It is January 2015. My daughter is almost 4 years old. The deadline for primary school applications in our area is in 6 days. I still haven’t chosen a school for her.
I haven’t even visited any schools to look around them.
In fact, come to think of it… I don’t even know anything about any of the primary schools in my town. We moved here 9 months ago, and I just never got around to it.
But I’m not stressing. I won’t be applying.
For some reason, the closing date feels as if it will be a sort of milestone for us. Despite having decided a long time ago that we would not be applying for a reception place for her, it feels like the deadline will be somewhat significant. As if it will somehow confirm our decision. Make it final. Make it definite.
But in reality, next Thursday will come and go just like any other. As will the 2nd September, when most children born in the same academic year as my daughter, will begin a new journey that will continue for the next 13 years. Instead of beginning a new journey for learning, my little girl will simply continue the one she started when she emerged into this world almost 4 years ago (or a little earlier, if you count her time in-utero). Another day learning. Another day growing. Another day living life.
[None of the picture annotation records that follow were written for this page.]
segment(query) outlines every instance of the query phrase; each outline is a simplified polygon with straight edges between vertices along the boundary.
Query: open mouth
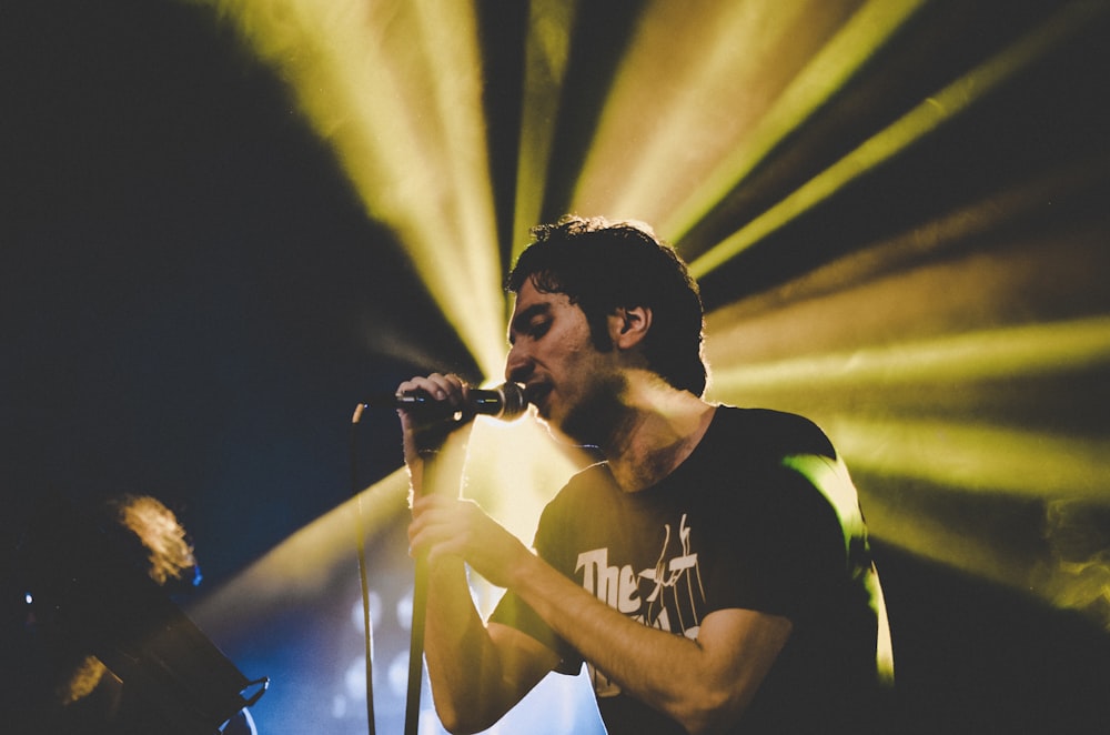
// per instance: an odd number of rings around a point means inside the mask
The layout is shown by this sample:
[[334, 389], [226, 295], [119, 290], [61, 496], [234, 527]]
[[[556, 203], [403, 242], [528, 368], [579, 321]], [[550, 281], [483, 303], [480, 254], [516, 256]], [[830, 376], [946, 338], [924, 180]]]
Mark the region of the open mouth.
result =
[[544, 402], [552, 392], [552, 386], [546, 383], [533, 383], [524, 389], [524, 397], [532, 405], [543, 411]]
A teacher by profession, and a parent by the grace of God, it wasn’t until I returned to my teaching career after maternity leave, that I realised that there was something that disturbed me about the prospect of sending my little girl to school. I had just spent 12 months with her: nurturing her; cherishing her; and loving (almost) every moment of it. OK, there were difficult parts. There were days I thought I’d never cope with motherhood; days when I desperately needed sleep, or space, or downtime. But on balance, and with the benefit of hindsight (and perhaps some nice rose-tinted specs), there’s not a thing I would have changed. I was parenting instinctively, following my own maternal gut feelings, taking or leaving the advice I was given, depending on what my heart told me to be right.
Although I had no idea at the time, I have since learned that I was practising what some people call “attachment parenting“. I never needed to enrol my daughter at a nursery or childminder; in fact I only ever placed her in the care of very close family members, and even then only ever for an occasional couple of hours, when I couldn’t take her with me somewhere. It wasn’t that I was being over-protective; simply that I never felt the need to leave her. We came as a package. She went where I went. On the few occasions I did leave her with my nearest and dearest, her anxiety (and for ‘anxiety’ read ‘terror’) broke my heart and felt instinctively wrong.
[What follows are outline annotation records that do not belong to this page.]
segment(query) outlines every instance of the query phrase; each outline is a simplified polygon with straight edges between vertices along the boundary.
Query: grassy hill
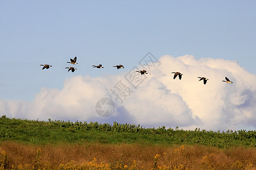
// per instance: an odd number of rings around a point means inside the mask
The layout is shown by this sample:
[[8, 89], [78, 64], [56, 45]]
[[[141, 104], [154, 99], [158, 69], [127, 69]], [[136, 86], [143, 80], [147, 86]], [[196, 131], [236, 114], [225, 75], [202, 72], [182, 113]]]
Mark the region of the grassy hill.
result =
[[0, 118], [0, 169], [255, 169], [256, 131]]
[[11, 140], [28, 144], [99, 142], [147, 144], [200, 144], [219, 148], [256, 146], [256, 131], [241, 130], [226, 132], [184, 130], [164, 126], [144, 128], [139, 125], [114, 122], [40, 121], [0, 118], [0, 141]]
“You should leave her. She needs to get used to it. It will be worse for you than it will be for her. She’ll forget about you as soon as you’re out of sight!”
As if this well-intended advice was meant to somehow make me feel better about walking away from her, leaving her screaming and flushed, with real tears streaming down her hot cheeks. Thank goodness I read somewhere about attachment parenting, otherwise I could have ended up turning my back on my instincts and doubting my parenting choices.
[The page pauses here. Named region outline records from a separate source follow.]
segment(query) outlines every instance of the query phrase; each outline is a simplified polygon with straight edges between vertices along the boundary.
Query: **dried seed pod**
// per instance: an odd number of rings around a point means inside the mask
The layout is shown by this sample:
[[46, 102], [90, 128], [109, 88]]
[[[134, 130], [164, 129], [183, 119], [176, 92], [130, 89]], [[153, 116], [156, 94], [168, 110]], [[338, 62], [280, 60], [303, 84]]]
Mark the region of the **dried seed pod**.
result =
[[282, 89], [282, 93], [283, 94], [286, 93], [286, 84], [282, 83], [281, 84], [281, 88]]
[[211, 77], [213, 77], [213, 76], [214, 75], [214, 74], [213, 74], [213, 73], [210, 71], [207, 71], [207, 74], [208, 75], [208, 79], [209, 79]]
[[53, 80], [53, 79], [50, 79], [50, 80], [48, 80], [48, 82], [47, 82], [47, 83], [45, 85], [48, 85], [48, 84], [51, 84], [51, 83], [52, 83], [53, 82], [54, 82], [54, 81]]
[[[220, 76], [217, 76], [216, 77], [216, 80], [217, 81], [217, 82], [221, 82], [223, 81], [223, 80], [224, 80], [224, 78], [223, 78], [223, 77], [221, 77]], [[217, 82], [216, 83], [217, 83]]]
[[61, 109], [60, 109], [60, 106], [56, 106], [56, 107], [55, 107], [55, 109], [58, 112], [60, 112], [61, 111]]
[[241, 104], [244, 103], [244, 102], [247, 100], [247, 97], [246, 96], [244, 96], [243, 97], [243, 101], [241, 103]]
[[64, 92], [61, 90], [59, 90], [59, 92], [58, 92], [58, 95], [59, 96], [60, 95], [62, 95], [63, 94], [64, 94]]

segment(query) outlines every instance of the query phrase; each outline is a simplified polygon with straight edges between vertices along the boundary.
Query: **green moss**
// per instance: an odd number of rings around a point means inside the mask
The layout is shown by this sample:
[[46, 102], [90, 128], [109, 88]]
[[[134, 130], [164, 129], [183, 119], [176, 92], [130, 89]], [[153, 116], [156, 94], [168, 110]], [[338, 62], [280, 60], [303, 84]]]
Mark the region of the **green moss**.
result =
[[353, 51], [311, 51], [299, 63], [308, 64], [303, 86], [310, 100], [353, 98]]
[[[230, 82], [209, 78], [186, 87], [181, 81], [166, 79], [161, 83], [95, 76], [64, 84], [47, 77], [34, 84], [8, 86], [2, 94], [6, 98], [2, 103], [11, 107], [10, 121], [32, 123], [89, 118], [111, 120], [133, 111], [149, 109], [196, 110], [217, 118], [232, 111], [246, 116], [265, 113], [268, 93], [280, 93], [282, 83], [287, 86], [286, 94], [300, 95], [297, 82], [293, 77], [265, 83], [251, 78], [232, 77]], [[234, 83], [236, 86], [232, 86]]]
So when the time came for me to return to my job (I was the main earner and we had mortgage payments due, plus I was already expecting number two so I was thinking ahead to another paid maternity leave), my husband gave up work to be with her full time. For 4 years she has been in the sole care of one or both of her parents. In a very stable, very supportive, very nurturing family environment.
And how she has flourished!
Not that children who attend nursery or paid childcare do not flourish. I know from my own experience as a teacher that they do. But I just could not imagine it for my own child. It wasn’t for us. It just didn’t fit.
In those first 12 months I watched her learn to feed, smile, listen, watch people, reach for things, grab at things, roll over, wriggle and crawl, get someone’s attention, eat, communicate with gestures, walk, talk, clap, sing…
And for none of these things, was she sat in a room with a group of other children the same age, being shown how to do it by someone unfamiliar and detached from her. Instead, she learnt by watching; copying; trying things out; failing; trying it out again; finding out what worked best; trying more things; copying a bit more…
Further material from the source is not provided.